There are a tremendous amount of Microsoft products that are cloud-based for building big data solutions. It’s great that there are so many products to choose from, but it does lead to confusion on what are the best products to use for particular use cases and how do all the products fit together. My job as a Microsoft Cloud Solution Architect is to help companies know about all the products and to help them in choosing the best products to use in building their solution. Based on a recent architect design session with a customer I wanted to list the products and use cases that we discussed for their desire to build a big data solution in the cloud (focusing on compute and data storage products and not ingestion/ETL, real-time streaming, advanced analytics, or reporting; also, only PaaS solutions are included – no IaaS):
- Azure Data Lake Store (ADLS): Is a high throughput distributed file system built for cloud scale storage. It is capable of ingesting any data type from videos and images to PDFs and CSVs. This is the “landing zone” for all data. It is HDFS compliant, meaning all products that work against HDFS will also work against ADLS. Think of ADLS as the place all other products will use as the source of their data.

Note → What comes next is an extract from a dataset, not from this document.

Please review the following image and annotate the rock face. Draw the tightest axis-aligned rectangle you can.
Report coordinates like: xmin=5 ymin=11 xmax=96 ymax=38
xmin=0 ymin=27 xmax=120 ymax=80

All data will be sent here including on-prem data, cloud-based data, and data from IoT devices. This landing zone is typically called the Data Lake and there are many great reasons for using a Data Lake (see Data lake details and Why use a data lake? and the presentation Big data architectures and the data lake)
- Azure HDInsight (HDI): Under the covers, HDInsight is simply Hortonworks HDP 2.6 that contains 22 open source products such as Hadoop (Common, YARN, MapReduce), Spark, HBase, Storm, and Kafka. You can use any of those or install any other open source products that can all use the data in ADLS (HDInsight just connects to ADLS and uses that as its storage source)
- Azure Data Lake Analytics (ADLA): This is a distributed analytics service built on Apache YARN that lets you submit a job to the service where the service will automatically run it in parallel in the cloud and scale to process data of any size. Included with ADLA is U-SQL, which has a scalable distributed query capability enabling you to efficiently analyze data whether it be structured (CSV) or not (images) in the Azure Data Lake Store and across Azure Blob Storage, SQL Servers in Azure, Azure SQL Database and Azure SQL Data Warehouse. Note that U-SQL supports batch queries and does not support interactive queries, and does not handle persistence or indexing. ADLA is great for things such as prepping large amounts of data for insertion into a data warehouse or replacing long-running monthly batch processing with shorter running distributed processes
- Azure Analysis Services (AAS): This is a PaaS for SQL Server Analysis Services (SSAS). It allows you to create an Azure Analysis Services Tabular Model (i.e. cube) which allows for much faster query and reporting processing compared to going directly against a database or data warehouse. A key AAS feature is vertical scale-out for high availability and high concurrency. It also creates a semantic model over the raw data to make it much easier for business users to explore the data. It pulls data from the ADLS and aggregates it and stores it in AAS. The additional work required to add a cube to your solution involves the time to process the cube and slower performance for ad-hoc queries (not pre-determined), but there are additional benefits of a cube – see Why use a SSAS cube?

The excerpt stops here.